'Mindcraft': four highlights from the Danish design expo at Salone del Mobile

Each year Denmark’s quirkily named Agency for Culture and Palaces and the Danish Arts Foundation sponsor a showcase of Danish craftsmanship during Salone del Mobile in Milan. Called Mindcraft, it brings together both well-established and emerging talents across a wide field of crafts, from product design to textiles and from fashion to sound installation.
For the second year running, Mindcraft has been curated by the Danish-Italian design duo Stine Gam and Enrico Fratesi of GamFratesi, who have an enviable track record for creating commercially successful but aesthetically uncompromising products. They have also designed a strikingly theatrical backdrop to the exhibition space of the Circolo Filologico Milanese, with many of the exhibits placed on revolving plinths. This year’s show – which is subtitled ‘In My Mind Craft’ – is typically diverse, and Wallpaper* was treated to some of the highlights recently in Copenhagen.
Pictured: Heavy Stack (Extrude)’, details, by Maria Bruun & Anne Dorthe Vester.
Heavy Stack (Extrude)
Equally intriguing are the mysterious wood-and-ceramic constructions called ‘Heavy Stack’, developed by two young women: architect Anne Dorthe Vester and designer Maria Bruun. Young and enthusiastic, Maria and Anne are definitely talents to watch: their current work includes a chunky oak bench with thick ceramic ‘legs’ and an oak double chair with brass-inlaid arms and a circular seat pad that looks like rubber but is actually made from black ceramic.
Their ‘Heavy Stack’ objects are built from lengths of untreated oak enclosing thick ceramic rings, created by adapting a machine that was originally designed for extruding bricks. By taking changing its profile from square to round Vester and Bruun were able to persuade it to squeeze out hollow tubes instead, which they shaped into perfect circles and ellipses while the ceramic was still soft.
Pictured: ’Sølvegade Chair’, and detail, by Cecilie Manz.
Sølvgade Chair
Cecilie Manz is a living legend of Danish design. Her work encompasses furniture, ceramics, textiles, lighting, glassware and the Beolit 12 portable radio for Bang & Olufsen, but she has a special affinity with chairs – and for Mindcraft 2016 she has created what she describes as her Platonic ideal of a kitchen chair. Called the ‘Sølvegade Chair’ after the central-Copenhagen street her studio is on, its deceptively simple design is a masterpiece of refinement. Made from solid Oregon pine, whose red tint she has always admired, its crisp detailing and general look of ‘rightness’ has ‘classic of the future’ written all over it.

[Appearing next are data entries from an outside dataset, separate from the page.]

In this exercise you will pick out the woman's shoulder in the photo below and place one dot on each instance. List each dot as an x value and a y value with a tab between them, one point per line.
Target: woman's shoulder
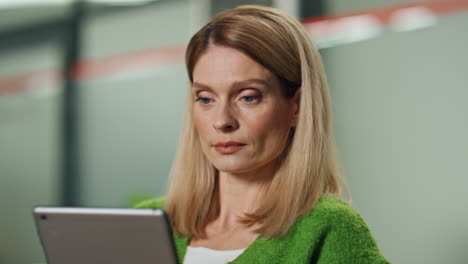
346	236
331	207
154	203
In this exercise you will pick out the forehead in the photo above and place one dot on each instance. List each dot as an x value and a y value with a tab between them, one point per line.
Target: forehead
222	65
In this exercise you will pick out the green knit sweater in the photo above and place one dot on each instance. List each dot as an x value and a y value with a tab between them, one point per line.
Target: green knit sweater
332	233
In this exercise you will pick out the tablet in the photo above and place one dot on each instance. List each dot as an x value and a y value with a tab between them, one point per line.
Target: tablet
104	235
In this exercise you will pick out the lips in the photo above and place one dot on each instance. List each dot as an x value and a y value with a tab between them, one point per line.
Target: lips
228	147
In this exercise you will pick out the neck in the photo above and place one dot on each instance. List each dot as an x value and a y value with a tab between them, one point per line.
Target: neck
241	193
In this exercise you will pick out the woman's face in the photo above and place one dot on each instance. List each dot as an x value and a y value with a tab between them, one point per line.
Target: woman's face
241	116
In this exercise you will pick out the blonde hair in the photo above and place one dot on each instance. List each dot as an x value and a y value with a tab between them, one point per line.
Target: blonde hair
309	168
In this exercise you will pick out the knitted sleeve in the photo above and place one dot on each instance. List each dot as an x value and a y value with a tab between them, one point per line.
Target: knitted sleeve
348	239
156	203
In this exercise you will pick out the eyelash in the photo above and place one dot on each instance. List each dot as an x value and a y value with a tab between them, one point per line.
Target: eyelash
255	97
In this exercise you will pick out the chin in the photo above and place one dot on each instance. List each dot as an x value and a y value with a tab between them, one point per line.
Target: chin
232	167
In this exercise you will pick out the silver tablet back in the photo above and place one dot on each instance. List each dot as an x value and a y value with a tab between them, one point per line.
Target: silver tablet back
104	235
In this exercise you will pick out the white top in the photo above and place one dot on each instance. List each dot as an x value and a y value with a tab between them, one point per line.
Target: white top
197	255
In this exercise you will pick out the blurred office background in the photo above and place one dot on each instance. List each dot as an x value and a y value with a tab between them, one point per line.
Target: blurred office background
92	93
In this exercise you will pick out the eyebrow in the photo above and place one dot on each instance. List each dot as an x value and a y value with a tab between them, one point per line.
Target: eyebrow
235	84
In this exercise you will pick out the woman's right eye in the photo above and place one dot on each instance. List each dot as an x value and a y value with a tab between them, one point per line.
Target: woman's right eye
204	100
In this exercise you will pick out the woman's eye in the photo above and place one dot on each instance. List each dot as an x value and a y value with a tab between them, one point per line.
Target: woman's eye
250	98
204	100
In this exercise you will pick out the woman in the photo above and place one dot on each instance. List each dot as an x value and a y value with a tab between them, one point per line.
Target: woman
255	179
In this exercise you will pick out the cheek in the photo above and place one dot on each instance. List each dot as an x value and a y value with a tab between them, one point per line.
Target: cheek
270	129
201	125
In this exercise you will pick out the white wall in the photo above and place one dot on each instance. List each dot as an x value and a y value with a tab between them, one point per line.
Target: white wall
401	124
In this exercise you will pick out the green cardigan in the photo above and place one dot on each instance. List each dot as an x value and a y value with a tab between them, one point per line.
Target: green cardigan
333	233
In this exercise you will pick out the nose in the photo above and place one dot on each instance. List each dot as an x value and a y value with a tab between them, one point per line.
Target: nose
225	121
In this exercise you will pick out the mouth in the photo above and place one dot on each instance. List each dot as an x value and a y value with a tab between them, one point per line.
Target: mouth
228	147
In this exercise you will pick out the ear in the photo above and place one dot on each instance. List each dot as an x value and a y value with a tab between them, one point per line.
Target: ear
296	101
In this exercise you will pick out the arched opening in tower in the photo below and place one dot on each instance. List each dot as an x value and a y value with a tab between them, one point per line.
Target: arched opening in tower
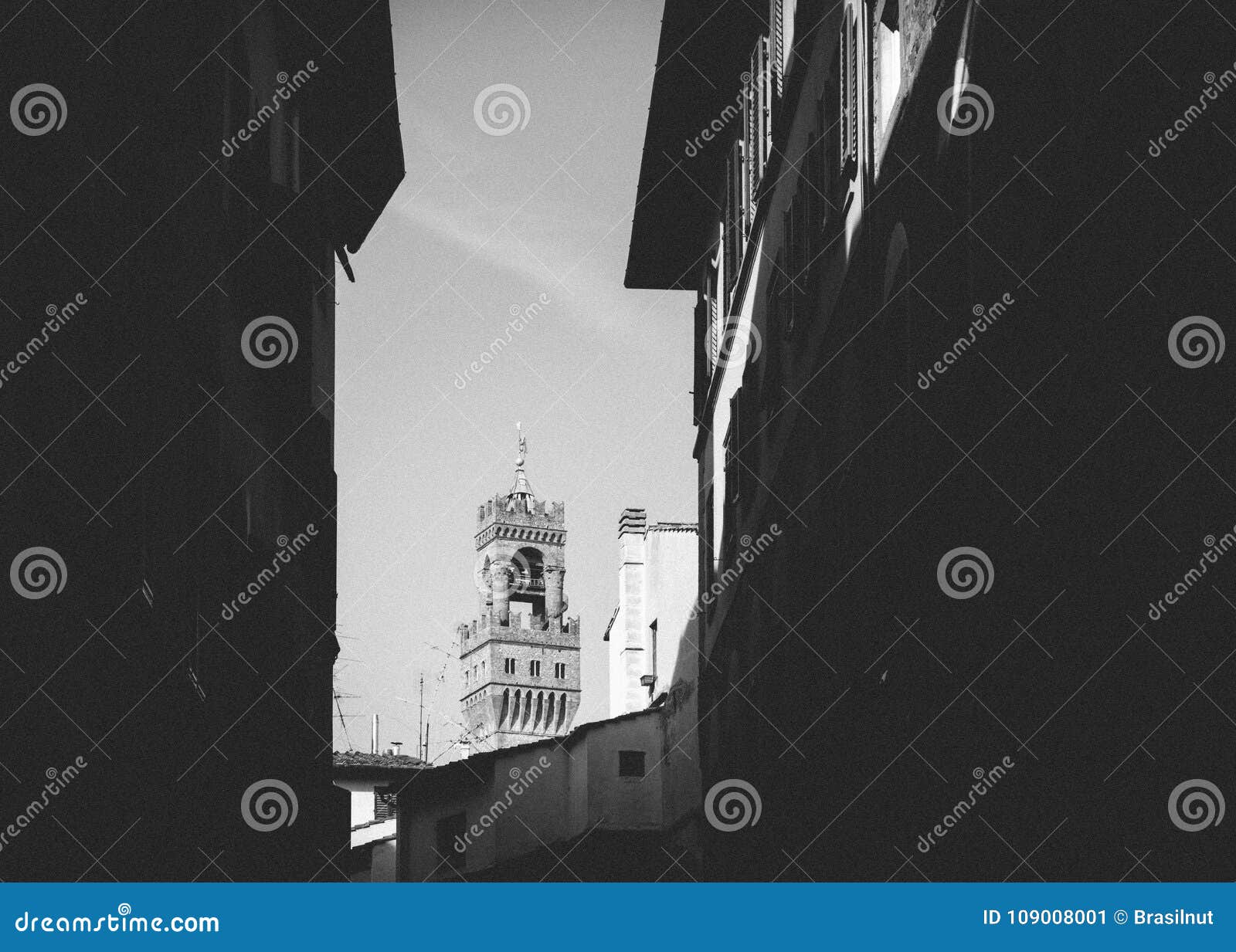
528	585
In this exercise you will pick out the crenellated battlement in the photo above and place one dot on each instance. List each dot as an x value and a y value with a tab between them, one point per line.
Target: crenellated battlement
522	628
510	510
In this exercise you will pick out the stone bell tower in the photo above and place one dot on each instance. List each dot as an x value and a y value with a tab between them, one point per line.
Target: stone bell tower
521	659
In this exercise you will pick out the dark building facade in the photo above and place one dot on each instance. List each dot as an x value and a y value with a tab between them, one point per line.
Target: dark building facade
177	189
963	273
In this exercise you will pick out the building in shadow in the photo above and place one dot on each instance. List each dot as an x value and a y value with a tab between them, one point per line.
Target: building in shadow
371	781
177	191
962	273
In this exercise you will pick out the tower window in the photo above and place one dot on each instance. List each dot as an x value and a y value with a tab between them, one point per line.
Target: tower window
630	764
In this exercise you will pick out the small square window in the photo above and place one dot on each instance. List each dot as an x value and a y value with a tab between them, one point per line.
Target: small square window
630	764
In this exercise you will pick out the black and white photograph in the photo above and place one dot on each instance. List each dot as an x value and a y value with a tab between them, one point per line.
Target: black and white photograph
621	441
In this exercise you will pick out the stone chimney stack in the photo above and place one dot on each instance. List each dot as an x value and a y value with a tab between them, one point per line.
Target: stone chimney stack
627	641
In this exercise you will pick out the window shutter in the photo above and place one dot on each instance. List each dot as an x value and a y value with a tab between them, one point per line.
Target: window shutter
853	95
776	27
844	89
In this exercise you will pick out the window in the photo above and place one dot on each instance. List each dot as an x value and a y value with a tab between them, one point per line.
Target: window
848	53
630	764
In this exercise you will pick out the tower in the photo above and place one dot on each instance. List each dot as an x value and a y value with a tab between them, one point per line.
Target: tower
521	657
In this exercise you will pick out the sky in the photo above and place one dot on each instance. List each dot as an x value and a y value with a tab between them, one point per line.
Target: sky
484	226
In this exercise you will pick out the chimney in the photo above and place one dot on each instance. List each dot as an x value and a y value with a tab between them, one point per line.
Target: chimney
627	655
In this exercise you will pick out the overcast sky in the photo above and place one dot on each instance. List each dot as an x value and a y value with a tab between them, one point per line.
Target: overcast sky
481	226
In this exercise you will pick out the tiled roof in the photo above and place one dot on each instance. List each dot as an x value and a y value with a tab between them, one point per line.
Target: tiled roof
360	758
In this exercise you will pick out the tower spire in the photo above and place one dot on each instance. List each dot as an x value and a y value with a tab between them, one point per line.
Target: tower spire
522	492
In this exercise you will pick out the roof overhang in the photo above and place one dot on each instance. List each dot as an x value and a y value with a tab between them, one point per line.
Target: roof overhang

Pictured: ’Primal Pottery Project’, details, by Ole Jensen.
Primal Pottery Project
Ole Jensen is one of the best-known potters in Denmark, with an enviable portfolio of instantly recognisable designs for Normann Copenhagen, Muuto and Royal Copenhagen among many other brands. But for Mindcraft this highly creative ceramicist has gone back to basics, building up a collection of witty and powerfully shaped terracotta vessels which he’s called his ‘Primal Pottery Project’.
Inspired by the visual resemblances between elements of traditional pots and parts of the human body, these quirky and characterful objects reference ears, legs and breasts, the raw nature of the red fired clay emphasised by a bright red interior glaze.
Pictured: ’Mindcraft’, and detail, by Øivind Alexander Slaattto.
Mindframes
Øivind Alexander Slaattto is probably best known for his BeoPlay A9 speaker for Bang & Olufsen, with its passing resemblance to a particularly stylish archery target. Based in north Copenhagen in an attic studio he shares with three or four other young designers, he trained as a tuba player before studying at the Danish Design School (now part of the Royal Danish Academy of Fine Arts).
For Mindcraft he has developed a collection of tubular glass hourglasses Mindframes, which he’s called Mindframes are are, he says, ‘designed to help you keep track of time while staying sane.’ Artfully constructed from clear acrylic tubes divided by angled brass discs, each Mindframe measures two different periods of time from as little as a minute to as long as 16 hours, one period for work and the other, longer period for rest and reflection. Slaatto, who doesn’t carry a smartphone or check his email outside working hours, says the idea derives from research that shows that the brain can only absorb information successfully for 45 minutes at a time.